### Problem 2

Implement GMM clustering on the MNIST Dataset using spherical and diagonal Gaussians

In [1]:
# Loading the required libraries
import numpy as np
import idx2numpy
import matplotlib.pyplot as plt
from scipy.stats import multivariate_normal
from scipy.special import logsumexp
from sklearn.metrics import accuracy_score

In [2]:
# Loading the dataset
test_datapath = './Datasets/Test Images/t10k-images.idx3-ubyte'
train_datapath = './Datasets/Train Images/train-images.idx3-ubyte'
test_labelpath = './Datasets/Test Labels/t10k-labels.idx1-ubyte'
train_labelpath = './Datasets/Train Labels/train-labels.idx1-ubyte'

# Reading the u-byte files and converting them into numpy arrays
X_train = idx2numpy.convert_from_file(train_datapath)
y_train = idx2numpy.convert_from_file(train_labelpath)

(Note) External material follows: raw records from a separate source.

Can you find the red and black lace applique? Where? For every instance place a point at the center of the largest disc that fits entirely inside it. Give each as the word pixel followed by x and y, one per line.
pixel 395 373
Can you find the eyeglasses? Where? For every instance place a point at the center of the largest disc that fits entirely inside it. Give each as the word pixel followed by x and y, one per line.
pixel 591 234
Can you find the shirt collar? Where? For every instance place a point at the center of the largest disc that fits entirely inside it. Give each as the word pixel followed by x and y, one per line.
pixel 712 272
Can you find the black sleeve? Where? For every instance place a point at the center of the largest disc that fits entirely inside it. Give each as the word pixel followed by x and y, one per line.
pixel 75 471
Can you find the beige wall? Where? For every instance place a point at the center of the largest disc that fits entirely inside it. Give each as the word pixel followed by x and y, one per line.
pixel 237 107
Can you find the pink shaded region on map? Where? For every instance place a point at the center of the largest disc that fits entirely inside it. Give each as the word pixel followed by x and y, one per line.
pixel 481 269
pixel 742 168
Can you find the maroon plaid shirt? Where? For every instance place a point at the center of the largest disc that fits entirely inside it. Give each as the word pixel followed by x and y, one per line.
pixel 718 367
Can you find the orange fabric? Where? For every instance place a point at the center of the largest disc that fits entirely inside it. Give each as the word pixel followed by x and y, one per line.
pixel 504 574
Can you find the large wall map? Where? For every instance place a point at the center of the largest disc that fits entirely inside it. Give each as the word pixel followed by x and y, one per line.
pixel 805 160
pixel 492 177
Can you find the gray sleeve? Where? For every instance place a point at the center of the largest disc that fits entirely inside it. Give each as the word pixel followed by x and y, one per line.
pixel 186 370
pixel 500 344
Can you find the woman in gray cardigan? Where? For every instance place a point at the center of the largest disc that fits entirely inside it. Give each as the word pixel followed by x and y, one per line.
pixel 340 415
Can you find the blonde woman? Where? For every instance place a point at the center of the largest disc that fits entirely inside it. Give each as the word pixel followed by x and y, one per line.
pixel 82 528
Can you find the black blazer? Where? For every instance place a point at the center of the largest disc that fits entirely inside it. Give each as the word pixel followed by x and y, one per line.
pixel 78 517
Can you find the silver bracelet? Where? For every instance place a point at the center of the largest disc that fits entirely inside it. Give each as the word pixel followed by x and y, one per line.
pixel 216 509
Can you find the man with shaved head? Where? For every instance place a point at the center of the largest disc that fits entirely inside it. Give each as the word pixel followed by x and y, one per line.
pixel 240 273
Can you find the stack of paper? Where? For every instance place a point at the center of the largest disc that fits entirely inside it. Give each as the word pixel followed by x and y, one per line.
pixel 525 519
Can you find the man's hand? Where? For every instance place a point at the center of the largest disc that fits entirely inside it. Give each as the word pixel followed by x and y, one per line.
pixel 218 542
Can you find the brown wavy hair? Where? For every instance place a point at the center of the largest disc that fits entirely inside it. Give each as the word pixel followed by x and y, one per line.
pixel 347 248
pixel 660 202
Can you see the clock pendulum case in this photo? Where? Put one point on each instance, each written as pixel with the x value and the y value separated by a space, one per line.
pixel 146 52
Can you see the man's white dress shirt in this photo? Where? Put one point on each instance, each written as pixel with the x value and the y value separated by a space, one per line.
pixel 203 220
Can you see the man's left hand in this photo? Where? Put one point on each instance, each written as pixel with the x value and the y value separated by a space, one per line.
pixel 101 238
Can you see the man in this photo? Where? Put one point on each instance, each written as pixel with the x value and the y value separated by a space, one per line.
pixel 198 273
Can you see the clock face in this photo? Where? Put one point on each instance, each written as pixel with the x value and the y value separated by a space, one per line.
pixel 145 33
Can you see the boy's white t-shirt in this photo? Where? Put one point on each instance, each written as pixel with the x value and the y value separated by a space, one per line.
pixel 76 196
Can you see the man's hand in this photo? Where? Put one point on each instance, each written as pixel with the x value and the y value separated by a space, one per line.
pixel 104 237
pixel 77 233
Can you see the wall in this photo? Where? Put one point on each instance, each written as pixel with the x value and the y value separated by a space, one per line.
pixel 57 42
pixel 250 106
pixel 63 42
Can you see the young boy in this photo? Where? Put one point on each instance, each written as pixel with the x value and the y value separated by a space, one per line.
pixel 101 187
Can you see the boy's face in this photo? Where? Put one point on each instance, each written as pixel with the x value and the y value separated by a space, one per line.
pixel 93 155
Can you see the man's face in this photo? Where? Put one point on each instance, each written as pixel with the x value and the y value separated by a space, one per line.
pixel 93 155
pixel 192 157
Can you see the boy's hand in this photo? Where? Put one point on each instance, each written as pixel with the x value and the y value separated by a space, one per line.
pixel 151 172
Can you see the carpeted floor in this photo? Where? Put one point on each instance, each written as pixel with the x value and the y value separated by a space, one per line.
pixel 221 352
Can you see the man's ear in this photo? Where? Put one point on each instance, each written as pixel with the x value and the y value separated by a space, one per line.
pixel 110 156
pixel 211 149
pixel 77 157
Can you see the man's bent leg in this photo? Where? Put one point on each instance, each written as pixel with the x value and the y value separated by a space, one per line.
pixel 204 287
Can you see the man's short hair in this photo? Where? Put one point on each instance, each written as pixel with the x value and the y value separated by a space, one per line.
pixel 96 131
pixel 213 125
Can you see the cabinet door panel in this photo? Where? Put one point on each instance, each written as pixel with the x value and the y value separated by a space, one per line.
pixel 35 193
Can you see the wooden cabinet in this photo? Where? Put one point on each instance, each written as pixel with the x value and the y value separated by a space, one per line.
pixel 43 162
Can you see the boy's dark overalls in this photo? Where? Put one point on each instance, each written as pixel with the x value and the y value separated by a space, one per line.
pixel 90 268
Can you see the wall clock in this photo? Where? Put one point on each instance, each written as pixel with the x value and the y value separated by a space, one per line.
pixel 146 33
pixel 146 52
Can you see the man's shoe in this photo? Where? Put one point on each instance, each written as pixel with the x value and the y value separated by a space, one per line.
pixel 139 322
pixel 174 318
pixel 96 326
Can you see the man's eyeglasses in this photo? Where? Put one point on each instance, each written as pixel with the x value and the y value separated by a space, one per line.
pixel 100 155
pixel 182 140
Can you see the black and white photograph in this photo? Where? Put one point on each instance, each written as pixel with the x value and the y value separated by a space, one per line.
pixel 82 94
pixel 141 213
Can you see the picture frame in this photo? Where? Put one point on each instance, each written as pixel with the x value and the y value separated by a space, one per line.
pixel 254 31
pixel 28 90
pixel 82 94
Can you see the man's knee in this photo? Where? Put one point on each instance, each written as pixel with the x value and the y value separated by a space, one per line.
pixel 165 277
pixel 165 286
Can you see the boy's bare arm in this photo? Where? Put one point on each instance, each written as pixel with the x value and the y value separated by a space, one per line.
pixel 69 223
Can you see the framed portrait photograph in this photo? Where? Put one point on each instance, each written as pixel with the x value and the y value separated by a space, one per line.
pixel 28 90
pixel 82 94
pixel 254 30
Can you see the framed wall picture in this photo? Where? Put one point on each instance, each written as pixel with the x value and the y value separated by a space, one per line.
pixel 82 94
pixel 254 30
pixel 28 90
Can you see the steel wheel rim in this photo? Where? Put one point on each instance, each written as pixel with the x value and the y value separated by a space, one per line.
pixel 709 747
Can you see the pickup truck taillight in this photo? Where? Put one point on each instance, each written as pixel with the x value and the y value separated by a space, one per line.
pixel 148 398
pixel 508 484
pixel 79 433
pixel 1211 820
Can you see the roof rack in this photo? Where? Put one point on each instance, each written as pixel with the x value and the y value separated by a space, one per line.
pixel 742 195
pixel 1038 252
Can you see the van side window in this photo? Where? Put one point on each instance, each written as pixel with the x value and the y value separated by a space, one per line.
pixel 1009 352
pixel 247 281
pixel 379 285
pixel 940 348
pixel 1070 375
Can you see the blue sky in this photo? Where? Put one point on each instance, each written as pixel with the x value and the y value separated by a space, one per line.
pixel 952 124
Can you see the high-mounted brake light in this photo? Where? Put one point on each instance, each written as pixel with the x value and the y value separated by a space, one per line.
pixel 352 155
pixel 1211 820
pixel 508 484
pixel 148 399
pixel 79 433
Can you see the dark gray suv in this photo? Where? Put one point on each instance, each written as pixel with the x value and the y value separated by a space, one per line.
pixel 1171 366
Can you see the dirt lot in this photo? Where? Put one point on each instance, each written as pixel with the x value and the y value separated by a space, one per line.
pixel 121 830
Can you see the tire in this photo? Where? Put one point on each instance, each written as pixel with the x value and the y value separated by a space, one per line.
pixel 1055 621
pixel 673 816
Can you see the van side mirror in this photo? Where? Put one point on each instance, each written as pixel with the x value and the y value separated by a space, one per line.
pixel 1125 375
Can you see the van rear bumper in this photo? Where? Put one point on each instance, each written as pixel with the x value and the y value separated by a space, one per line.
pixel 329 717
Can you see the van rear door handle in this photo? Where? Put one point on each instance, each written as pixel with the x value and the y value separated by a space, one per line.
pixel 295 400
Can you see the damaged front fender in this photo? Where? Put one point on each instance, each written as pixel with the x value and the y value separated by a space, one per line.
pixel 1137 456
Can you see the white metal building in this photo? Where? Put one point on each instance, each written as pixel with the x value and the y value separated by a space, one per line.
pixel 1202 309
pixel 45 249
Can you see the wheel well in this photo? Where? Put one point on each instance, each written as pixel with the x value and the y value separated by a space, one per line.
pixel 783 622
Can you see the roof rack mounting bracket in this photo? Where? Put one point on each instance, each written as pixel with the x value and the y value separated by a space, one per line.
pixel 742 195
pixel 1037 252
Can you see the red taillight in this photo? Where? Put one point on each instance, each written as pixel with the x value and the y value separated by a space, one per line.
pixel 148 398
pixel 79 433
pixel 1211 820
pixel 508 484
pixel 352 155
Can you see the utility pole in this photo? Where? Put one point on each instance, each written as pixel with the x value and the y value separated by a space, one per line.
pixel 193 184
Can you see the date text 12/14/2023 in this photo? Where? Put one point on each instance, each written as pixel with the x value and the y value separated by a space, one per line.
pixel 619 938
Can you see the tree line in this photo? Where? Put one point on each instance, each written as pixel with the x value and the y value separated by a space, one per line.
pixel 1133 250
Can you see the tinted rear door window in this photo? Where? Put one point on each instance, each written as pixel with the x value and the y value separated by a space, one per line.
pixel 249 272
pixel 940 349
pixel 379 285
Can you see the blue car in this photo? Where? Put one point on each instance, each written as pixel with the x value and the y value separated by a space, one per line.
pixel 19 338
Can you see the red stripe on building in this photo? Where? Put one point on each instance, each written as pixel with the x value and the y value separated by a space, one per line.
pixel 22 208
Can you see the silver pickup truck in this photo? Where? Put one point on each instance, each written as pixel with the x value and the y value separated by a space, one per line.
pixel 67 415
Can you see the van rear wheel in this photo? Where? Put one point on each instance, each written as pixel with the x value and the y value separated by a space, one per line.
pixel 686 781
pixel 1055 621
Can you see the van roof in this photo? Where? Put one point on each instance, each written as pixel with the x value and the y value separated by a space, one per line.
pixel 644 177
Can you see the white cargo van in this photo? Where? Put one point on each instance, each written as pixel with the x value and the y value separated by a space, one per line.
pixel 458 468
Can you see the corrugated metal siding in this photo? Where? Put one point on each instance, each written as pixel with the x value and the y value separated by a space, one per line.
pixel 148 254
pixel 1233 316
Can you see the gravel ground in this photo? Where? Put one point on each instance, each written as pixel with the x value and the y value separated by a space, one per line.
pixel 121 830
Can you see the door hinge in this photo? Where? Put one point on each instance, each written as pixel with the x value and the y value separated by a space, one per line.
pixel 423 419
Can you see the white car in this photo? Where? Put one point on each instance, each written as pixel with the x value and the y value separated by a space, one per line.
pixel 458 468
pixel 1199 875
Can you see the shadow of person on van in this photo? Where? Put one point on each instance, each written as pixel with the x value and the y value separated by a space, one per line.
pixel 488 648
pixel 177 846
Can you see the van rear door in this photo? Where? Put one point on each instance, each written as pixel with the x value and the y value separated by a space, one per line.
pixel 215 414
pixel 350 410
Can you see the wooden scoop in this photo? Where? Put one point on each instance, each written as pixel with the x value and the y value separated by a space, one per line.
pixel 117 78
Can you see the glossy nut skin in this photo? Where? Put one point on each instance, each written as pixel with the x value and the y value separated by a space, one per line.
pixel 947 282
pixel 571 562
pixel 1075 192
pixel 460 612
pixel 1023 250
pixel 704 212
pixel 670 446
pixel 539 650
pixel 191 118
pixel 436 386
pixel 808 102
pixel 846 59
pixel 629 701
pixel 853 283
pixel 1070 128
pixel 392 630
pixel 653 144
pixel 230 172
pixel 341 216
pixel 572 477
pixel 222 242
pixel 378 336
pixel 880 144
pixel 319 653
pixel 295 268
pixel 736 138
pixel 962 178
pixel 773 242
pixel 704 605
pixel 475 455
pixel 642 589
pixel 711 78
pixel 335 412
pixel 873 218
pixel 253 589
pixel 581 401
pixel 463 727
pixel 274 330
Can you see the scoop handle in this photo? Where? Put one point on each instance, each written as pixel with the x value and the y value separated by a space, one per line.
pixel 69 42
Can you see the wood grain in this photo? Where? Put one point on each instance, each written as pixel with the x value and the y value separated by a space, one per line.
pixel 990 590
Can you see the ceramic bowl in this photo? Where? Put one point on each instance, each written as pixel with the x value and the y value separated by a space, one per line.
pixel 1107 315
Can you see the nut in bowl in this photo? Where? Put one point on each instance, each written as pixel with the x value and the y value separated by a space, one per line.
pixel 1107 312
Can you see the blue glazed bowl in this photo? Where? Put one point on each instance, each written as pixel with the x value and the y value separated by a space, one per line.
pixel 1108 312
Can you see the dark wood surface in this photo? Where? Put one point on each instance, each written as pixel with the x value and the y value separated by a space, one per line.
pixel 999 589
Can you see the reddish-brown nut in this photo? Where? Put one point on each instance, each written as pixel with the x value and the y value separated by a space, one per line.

X_test = idx2numpy.convert_from_file(test_datapath)
y_test = idx2numpy.convert_from_file(test_labelpath)

# Filtering the dataset to only include the digits 0-4
train_idx = np.where((y_train == 0) | (y_train == 1) | 
                     (y_train == 2) | (y_train == 3) | (y_train == 4))

test_idx = np.where((y_test == 0) | (y_test == 1) | 
                     (y_test == 2) | (y_test == 3) | (y_test == 4))

# Subsetting the dataset
X_train = X_train[train_idx]
X_test = X_test[test_idx]
y_train = y_train[train_idx]
y_test = y_test[test_idx]

# Normalizing the pixel values for easier computation
X_train = X_train/255
X_test = X_test/255


In [3]:
# Compressing the images into 14x14 pixels
X_train_compressed = np.zeros((X_train.shape[0], 14,14))
X_test_compressed = np.zeros((X_test.shape[0], 14,14))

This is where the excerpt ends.